All dies konnten wir wissen, all dies hätte schon lange im reichen Teil der Welt eine Welle von Betroffenheit bewirken müssen. Aber es brauchte erst das Erdbeben „unvorstellbaren Ausmaßes“, um Mitgefühl und Hilfsbereitschaft zu mobilisieren.
Die Hilfswelle läuft, und mit ihr all die positiven und negativen Begleiterscheinungen. Selbstverständlich ist es positiv, wenn Menschen angesichts einer solchen Katastrophe ihre eigenen – vergleichsweise geringen – Sorgen hintan stellen, Geld, Zeit und Kraft spenden, um erste Hilfe zu leisten. Als soziokulturelles Zentrum begrüßen wir auch ganz besonders, wenn KünstlerInnen mit ihrer Arbeit einen Beitrag dazu leisten. Doch, wie leider immer wieder bei solchen Katastrophen, können die negativen Seiten kaum übersehen werden: Von paternalistischen Attitüden den armen Ländern gegenüber, über die Bedienung eigener Eitelkeit mancher Helfer, Stars, die sich bei Galas vor allem selbst in Szene setzen bis hin zu Verbrechen wie aktuell Kinderklau und Menschenhandel unter dem Vorwand der selbstlosen Fürsorge angeblicher Waisen, ist es derzeit die Militarisierung der Hilfe, die uns besonders Anlass zu Besorgnis gibt.
Die mediale Begleitung ist zwar, verglichen mit der Tsunami Katastrophe 2004 in Südaostasien, vorsichtiger und z.T. differenzierter – auffällig ist aber doch, dass von Anfang an die Hilfe durch medizinische Fachkräfte aus Cuba, die seit Jahren vor Ort sind und Basisgesundheitssysteme fördern, in der westlichen Presse fast nicht erwähnt wurde. Auch von eigenen Aktivitäten der haitianischen Bevölkerung hörten wir kaum etwas.
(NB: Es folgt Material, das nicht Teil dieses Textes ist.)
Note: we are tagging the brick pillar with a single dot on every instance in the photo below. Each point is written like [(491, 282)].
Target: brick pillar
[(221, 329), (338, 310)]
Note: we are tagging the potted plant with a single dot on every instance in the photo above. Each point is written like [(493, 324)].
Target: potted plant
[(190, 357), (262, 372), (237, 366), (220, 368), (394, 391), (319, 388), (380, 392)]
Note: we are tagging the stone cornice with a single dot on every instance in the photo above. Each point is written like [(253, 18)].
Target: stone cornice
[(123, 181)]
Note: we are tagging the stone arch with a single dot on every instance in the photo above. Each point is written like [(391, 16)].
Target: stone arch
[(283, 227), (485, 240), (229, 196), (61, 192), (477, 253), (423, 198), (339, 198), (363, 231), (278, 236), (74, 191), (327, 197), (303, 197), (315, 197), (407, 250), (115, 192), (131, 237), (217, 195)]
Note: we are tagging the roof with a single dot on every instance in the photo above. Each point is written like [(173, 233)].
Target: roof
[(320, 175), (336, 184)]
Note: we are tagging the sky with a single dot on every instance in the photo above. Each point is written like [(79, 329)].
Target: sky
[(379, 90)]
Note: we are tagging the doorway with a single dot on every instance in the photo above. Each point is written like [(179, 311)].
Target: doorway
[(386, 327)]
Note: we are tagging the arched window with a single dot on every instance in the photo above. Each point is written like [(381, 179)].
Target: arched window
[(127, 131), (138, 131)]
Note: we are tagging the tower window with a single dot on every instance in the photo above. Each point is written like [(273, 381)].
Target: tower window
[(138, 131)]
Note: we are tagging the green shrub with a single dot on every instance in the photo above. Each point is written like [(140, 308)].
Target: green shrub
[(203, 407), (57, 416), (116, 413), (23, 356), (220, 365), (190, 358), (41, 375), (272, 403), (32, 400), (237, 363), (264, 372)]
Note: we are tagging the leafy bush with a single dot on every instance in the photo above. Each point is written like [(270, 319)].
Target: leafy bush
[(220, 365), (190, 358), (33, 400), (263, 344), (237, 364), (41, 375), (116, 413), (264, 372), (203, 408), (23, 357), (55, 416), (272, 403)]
Von medico international erfahren wir: „… Bei allem Respekt für die Suchhunde, die aus aller Welt eintrafen – die meisten Menschen werden von ihren Nachbarn aus den Trümmern befreit. Die Selbsthilfe ist ein erster Schritt zur Bewältigung der Katastrophe.
(Siehe dazu http://www.medico.de/themen/vernetztes-handeln/blogs/medico-hausblog/2010/01/23/94/)
Auch in Bochum gab es Beispiele von großer Hilfsbereitschaft, doch auch hier wurde die haitianische Bevölkerung meist auf ihre Opferrolle reduziert; auch hier blieb die Hilfe Cubas weitgehend unerwähnt, obwohl die überregional angesehene „Humanitäre Cuba Hilfe“ darüber informierte und zur Hilfe zur Selbsthilfe aufrief. Siehe: www.hch-ev.de/projekte/2010/cuba_hilft_haiti.html
Die große Hilfsbereitschaft ebenso wie die übliche „Hilfsmaschinerie“ ist Anlass für unsere Veranstaltung zum Thema. Wir wollen innehalten und eine Bestandsaufnahme versuchen:
Wie sieht die Situation – über die verbreiteten Schreckensbilder hinaus – aus?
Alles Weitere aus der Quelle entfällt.